Wall Street.  As reported in Confidence Men, just two months into his term, the President called a meeting of Wall Street executives to discuss the economy, their companies and, among other things, the public mood toward the financial industry.  Obama noted that his Administration was "the only thing between you and the pitchforks."  For having given his stamp of approval for TARP, not nationalizing CitiBank and giving a pass on financial regulation until well into his second year in office, Obama has gotten very little from Wall Street in return except their enmity.  Further, not only were Wall Street banks provided hundreds of billions of dollars in support through TARP, Bloomberg has reported that the Federal Reserve floated more than $7 trillion in loans to a wide assortment of banks and other financial institutions, some of which weren't even American. 

While smarter minds than me have debated the efficacy of bailing out the banks, the bottom line is it happened, but the enormous opportunity the President missed was in demanding certain things from the banks in return for this government largesse - specifically, the Obama Administration has done little to help struggling homeowners, even three plus years into his term.  No obligations were placed on banks to, for example, lower principal amounts or mandate lower interest rates for homeowners as a condition of their government bailouts.  By the time Obama got around to settling an ancillary mortgage meltdown issue (so-called "robo signing") that purportedly includes some relief for homeowners, banks were more than happy to take a modest financial hit in exchange for blanket immunity from prosecution.  
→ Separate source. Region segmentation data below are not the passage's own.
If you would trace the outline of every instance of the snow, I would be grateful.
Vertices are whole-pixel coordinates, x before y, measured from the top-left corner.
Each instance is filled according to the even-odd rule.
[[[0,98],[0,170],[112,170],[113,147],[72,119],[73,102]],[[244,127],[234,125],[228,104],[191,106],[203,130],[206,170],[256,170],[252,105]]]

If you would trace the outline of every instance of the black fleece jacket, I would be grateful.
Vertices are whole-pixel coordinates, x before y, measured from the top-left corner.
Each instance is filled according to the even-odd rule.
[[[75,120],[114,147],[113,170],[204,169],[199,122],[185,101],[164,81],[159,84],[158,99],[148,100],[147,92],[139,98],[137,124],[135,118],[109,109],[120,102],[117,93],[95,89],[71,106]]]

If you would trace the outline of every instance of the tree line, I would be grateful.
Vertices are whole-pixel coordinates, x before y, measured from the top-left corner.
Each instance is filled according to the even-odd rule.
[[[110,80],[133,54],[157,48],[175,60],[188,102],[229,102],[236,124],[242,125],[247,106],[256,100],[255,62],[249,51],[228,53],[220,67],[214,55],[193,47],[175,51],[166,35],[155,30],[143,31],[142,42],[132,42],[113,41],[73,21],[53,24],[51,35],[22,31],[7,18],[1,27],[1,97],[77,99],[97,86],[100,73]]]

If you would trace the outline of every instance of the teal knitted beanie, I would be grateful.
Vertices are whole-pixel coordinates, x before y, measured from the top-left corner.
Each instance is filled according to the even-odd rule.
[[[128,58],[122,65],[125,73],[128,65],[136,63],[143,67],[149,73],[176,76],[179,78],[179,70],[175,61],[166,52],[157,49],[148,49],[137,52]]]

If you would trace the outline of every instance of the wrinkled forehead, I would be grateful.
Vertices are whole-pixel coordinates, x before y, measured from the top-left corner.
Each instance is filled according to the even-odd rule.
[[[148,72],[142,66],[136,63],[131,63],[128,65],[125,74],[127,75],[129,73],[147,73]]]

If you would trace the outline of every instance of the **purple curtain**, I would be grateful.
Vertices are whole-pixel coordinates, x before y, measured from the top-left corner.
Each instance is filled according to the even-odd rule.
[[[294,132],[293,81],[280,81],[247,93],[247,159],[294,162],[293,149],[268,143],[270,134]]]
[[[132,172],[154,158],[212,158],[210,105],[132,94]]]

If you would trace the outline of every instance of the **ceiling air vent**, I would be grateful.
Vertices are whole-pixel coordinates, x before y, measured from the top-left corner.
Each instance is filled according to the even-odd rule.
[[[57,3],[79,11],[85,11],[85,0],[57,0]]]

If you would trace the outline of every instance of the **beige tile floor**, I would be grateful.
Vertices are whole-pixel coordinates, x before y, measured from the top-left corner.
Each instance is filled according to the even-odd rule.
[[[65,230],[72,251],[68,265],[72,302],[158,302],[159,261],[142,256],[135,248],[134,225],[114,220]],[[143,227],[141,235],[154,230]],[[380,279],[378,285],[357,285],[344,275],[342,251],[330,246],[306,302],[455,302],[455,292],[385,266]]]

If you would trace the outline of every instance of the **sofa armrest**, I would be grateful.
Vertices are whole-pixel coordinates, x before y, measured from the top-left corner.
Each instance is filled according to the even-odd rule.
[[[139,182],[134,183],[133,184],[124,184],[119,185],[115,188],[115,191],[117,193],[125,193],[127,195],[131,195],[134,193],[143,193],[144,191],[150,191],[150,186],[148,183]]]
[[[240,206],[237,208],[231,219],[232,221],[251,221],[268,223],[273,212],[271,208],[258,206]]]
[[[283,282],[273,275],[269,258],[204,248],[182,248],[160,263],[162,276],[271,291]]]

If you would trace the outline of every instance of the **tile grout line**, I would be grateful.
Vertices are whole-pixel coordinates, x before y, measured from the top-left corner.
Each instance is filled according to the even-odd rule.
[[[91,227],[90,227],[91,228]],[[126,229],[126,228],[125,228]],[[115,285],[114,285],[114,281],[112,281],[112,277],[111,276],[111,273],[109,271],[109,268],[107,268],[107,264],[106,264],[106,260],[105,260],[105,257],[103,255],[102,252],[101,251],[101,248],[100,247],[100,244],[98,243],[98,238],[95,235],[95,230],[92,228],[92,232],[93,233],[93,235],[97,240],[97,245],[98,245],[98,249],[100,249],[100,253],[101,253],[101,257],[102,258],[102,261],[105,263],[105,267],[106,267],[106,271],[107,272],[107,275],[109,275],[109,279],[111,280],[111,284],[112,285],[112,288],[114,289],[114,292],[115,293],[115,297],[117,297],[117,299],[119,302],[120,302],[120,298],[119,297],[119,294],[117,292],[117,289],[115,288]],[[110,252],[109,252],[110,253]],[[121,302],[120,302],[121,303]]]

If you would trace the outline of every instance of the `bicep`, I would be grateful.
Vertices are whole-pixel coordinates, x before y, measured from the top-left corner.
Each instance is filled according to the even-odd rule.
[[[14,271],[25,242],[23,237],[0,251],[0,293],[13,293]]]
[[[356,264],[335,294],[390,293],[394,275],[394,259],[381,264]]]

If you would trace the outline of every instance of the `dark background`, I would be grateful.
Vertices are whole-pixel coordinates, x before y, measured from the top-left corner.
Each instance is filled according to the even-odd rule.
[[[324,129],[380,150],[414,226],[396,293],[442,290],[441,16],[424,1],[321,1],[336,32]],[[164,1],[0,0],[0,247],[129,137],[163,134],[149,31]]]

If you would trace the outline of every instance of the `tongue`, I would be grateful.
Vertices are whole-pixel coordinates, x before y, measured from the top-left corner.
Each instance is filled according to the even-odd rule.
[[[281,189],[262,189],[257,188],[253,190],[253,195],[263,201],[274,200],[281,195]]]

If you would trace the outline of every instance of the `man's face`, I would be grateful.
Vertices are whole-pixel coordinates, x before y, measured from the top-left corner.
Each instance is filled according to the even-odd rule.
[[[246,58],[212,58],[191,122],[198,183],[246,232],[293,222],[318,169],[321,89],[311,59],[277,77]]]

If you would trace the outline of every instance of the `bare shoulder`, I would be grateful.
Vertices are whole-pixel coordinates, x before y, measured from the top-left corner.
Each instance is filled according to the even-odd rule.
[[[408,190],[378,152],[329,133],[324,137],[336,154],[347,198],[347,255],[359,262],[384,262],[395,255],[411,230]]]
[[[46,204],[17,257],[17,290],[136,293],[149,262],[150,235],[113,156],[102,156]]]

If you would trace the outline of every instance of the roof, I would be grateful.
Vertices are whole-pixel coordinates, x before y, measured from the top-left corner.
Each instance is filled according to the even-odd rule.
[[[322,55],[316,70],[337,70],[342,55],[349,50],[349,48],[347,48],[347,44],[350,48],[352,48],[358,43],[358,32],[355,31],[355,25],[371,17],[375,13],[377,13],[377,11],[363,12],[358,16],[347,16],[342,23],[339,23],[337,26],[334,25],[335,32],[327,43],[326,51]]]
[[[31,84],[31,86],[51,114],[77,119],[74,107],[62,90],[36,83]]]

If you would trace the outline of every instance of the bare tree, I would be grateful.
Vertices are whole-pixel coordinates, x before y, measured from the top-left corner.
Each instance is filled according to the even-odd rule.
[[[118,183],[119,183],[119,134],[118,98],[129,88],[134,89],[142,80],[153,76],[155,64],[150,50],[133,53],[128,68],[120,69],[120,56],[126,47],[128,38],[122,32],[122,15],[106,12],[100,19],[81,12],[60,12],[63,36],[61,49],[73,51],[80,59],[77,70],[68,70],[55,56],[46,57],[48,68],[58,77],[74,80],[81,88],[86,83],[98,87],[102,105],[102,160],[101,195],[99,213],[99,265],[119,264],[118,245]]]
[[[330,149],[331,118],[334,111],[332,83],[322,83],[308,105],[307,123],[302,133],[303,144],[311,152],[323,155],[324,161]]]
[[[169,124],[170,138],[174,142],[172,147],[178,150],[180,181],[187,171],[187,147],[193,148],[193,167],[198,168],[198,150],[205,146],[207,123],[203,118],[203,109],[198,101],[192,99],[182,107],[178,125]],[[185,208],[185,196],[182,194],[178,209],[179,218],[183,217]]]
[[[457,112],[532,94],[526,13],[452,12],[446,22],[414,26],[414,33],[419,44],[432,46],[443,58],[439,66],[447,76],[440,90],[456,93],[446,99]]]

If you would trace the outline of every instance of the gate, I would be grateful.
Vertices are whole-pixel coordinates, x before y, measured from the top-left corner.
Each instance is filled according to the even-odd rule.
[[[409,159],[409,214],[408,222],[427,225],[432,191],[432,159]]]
And this is where I think the greatest frustration with Obama lies.  For whatever else one can say about our nation, at its core, there is a belief in fairness and what happened on Wall Street offended most people's basic sense of fairness.  How could the people who created the problem be let off with few repercussions while the tens of millions who were affected by those decisions left to twist in the wind?  And as to Obama, as a Democrat, whose party has, for the last 75 years, stood as the defender of the middle class, how could he be so blind to the visceral suffering of those stuck with underwater mortgages, evaporated equity and the worst employment picture since the Great Depression and more importantly, why wasn't more done?   

Gibbs had it wrong when he complained about the "professional left."  What progressives and liberals find disappointing about Obama is the sense of opportunity missed, of accepting trade offs that favored the politically expedient over what was both good public policy and publicly popular.  Unfortunately, all of this is down the rabbit hole because even if Obama wins a second term, his moment has passed.  The stars aligned in 2008 to give him an enormous mandate that, had he taken advantage of to make critical investments in infrastructure, create truly universal health coverage and provide needed relief for homeowners struggling to make ends meet, may have resulted in Obama being the transformational President many hoped he would be (not to mention stymying the nascent Tea Party and the retaking of the House by Republicans in 2010.)  While I have no doubt many disaffected Democrats will still pull the lever for the President in November, a victory will feel less like the beginning of a new era so much as the beginning of the end of one that never truly was.  

1 comment:

  1. Amen to that. I was almost tempted not to vote in November. I certainly have no intentions of voting for Mitt Romney. I could say that Obama had disappointed me. But to be honest, he didn't. He turned out to be exactly what I had expected from a moderate Democratic politician. But I will vote for him, because like Bill Clinton, he is the lesser of two evils for me.